İnsanlara anlayabilecekleri şeyleri söyleyin. Anlamayıp da Allah'ı ve Peygamberini yalanlamalarını mı istiyorsunuz?"
(Hz. Ali r.a.)

Aceleyle üretilen ucuz (!) fetvalar

KRAVAT SEÇMEK İÇİN AYRILAN ZAMAN NE KADAR?
FETVA ÜRETMEK İÇİN AYRILAN ZAMAN NE KADAR?
Fen bilimlerinde bir bilimsel sonucu elde edebilmek için birçok araştırma ve defalarca deney yapılır. Belki onlarca, yüzlerce deneyden sonra karara varılır. Sosyal bilimlerde ileri sürülen tezlerin de çok çeşitli araştırmalara, bulgulara dayanması gerekir.
Peki, din konusunda fetva verenler ve ahkam kesenler, bu hükümlerini kaç araştırmaya dayandırıyorlar? Kendileri o fetva için ne kadar zaman ayırıyorlar acaba?
Bir kravat almak için üç ayrı mağaza gezen, bir ayakkabı almak için birkaç hafta boyunca mağaza mağaza dolaşanlar, bir fetvayı sadece 3-5 dakikada üretebiliyorsa, onlara sadece Allah'tan korkmalarını söylerim.

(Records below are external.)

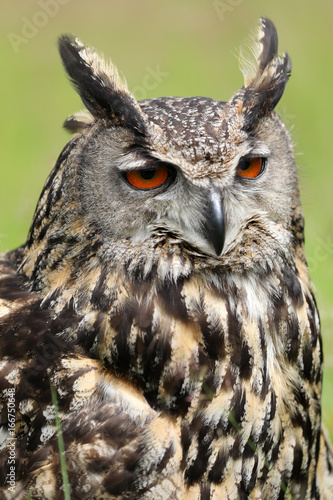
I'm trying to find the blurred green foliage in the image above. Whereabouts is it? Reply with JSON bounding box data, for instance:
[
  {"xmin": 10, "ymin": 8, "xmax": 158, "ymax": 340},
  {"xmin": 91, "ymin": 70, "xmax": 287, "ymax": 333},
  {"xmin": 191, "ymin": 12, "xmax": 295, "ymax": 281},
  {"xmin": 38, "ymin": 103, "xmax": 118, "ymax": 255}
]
[{"xmin": 0, "ymin": 0, "xmax": 333, "ymax": 437}]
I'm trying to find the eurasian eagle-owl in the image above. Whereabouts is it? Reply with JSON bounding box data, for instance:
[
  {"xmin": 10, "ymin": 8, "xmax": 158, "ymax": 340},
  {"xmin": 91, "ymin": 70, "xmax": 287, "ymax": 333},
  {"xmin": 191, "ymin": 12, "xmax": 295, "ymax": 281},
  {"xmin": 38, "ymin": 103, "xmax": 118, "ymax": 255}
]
[{"xmin": 0, "ymin": 19, "xmax": 333, "ymax": 500}]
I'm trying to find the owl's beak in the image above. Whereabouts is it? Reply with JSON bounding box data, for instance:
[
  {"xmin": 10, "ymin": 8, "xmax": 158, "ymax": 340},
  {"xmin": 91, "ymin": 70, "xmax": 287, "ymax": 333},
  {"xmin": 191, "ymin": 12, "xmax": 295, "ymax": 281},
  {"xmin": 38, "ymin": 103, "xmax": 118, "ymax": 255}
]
[{"xmin": 203, "ymin": 188, "xmax": 225, "ymax": 256}]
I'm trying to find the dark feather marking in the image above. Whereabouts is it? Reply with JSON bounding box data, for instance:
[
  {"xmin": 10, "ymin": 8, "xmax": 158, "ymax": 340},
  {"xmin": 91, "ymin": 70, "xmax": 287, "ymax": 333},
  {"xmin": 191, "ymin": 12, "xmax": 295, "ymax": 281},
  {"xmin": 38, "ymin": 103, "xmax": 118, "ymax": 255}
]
[
  {"xmin": 286, "ymin": 315, "xmax": 301, "ymax": 362},
  {"xmin": 59, "ymin": 35, "xmax": 145, "ymax": 135},
  {"xmin": 208, "ymin": 450, "xmax": 229, "ymax": 484}
]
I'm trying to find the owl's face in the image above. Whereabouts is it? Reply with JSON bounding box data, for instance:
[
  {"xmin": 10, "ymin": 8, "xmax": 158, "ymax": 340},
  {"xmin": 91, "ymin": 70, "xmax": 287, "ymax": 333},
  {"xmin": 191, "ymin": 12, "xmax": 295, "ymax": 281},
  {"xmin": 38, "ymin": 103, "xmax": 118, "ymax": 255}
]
[
  {"xmin": 27, "ymin": 20, "xmax": 299, "ymax": 282},
  {"xmin": 80, "ymin": 98, "xmax": 297, "ymax": 260}
]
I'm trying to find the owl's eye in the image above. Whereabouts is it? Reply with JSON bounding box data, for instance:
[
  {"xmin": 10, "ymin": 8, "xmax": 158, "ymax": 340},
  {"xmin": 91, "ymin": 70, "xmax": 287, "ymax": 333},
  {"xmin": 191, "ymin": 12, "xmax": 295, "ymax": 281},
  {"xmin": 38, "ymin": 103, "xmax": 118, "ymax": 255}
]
[
  {"xmin": 125, "ymin": 167, "xmax": 169, "ymax": 189},
  {"xmin": 237, "ymin": 156, "xmax": 266, "ymax": 179}
]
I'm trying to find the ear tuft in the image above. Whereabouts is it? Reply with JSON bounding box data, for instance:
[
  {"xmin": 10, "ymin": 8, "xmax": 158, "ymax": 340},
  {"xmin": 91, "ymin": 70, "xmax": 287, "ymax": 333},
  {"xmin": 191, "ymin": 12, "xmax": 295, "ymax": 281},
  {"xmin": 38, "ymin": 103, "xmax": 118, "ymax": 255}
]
[
  {"xmin": 64, "ymin": 110, "xmax": 94, "ymax": 133},
  {"xmin": 59, "ymin": 35, "xmax": 144, "ymax": 134},
  {"xmin": 236, "ymin": 18, "xmax": 291, "ymax": 123}
]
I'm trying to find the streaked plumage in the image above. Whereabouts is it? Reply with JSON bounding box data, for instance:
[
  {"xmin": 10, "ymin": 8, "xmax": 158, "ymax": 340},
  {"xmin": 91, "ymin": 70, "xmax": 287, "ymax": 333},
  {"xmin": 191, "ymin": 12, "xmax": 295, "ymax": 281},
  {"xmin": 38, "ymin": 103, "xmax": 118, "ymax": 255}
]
[{"xmin": 0, "ymin": 19, "xmax": 333, "ymax": 500}]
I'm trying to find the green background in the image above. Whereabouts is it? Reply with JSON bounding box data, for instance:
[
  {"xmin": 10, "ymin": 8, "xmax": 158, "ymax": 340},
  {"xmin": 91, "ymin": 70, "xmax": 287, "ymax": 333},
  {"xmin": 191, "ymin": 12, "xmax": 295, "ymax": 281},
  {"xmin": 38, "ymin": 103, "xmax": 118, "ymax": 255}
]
[{"xmin": 0, "ymin": 0, "xmax": 333, "ymax": 437}]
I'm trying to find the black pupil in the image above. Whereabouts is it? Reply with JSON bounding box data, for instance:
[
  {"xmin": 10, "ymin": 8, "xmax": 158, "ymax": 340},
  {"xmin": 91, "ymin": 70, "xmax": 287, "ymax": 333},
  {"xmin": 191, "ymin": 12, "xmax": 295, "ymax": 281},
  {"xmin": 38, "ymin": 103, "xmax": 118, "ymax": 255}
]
[
  {"xmin": 139, "ymin": 168, "xmax": 156, "ymax": 181},
  {"xmin": 239, "ymin": 158, "xmax": 251, "ymax": 170}
]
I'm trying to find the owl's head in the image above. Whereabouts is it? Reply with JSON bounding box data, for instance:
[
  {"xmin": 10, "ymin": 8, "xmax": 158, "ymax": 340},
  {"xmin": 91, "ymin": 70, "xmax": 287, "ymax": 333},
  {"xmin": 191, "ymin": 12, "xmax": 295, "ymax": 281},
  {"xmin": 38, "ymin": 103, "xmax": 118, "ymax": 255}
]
[{"xmin": 22, "ymin": 19, "xmax": 302, "ymax": 290}]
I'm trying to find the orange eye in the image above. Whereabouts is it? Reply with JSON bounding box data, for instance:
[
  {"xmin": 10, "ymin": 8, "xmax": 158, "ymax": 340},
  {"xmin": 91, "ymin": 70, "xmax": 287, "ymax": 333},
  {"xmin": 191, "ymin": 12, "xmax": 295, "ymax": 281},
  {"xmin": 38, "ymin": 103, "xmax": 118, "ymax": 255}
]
[
  {"xmin": 126, "ymin": 167, "xmax": 169, "ymax": 189},
  {"xmin": 237, "ymin": 156, "xmax": 265, "ymax": 179}
]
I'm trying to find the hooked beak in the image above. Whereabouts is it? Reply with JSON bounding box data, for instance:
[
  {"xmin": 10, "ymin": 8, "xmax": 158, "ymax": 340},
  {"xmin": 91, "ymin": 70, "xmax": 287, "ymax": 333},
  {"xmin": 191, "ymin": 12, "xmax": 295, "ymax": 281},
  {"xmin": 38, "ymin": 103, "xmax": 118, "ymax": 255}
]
[{"xmin": 203, "ymin": 188, "xmax": 225, "ymax": 256}]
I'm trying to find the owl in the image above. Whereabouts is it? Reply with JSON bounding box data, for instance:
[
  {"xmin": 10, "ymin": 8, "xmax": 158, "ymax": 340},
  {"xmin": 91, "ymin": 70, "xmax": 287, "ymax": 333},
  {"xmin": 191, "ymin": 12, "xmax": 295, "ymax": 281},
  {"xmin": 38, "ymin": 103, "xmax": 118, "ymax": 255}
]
[{"xmin": 0, "ymin": 18, "xmax": 333, "ymax": 500}]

JET İMAMLARDAN DAHA TEHLİKELİ OLANLAR: JET FETVACILAR


Şu zamane hocaları, kendilerine bir ayakkabı almak için ayırdıkları zaman ve yaptıkları araştırma kadar, her bir fetva için de zaman ayırıp araştırma yapabilselerdi keşke. Maalesef sorulur sorulmaz hemen şipşak cevap veriyorlar. Hızlı ve ucuz... Alın terinin değmediği fetvalar bunlar.
Halbuki,
Ayakkabıda yapılacak yanlış, parayı yakar, çöpe atar, belki biraz da ökçeleri yaralar.
Ama fetvada yapılacak yanlış, canı yakar, hocayı cehenneme atar ve belki de öbür dünyasını tamamen karartır.
Bunu kavrayabilmek için daha ne kadar okumak lazım?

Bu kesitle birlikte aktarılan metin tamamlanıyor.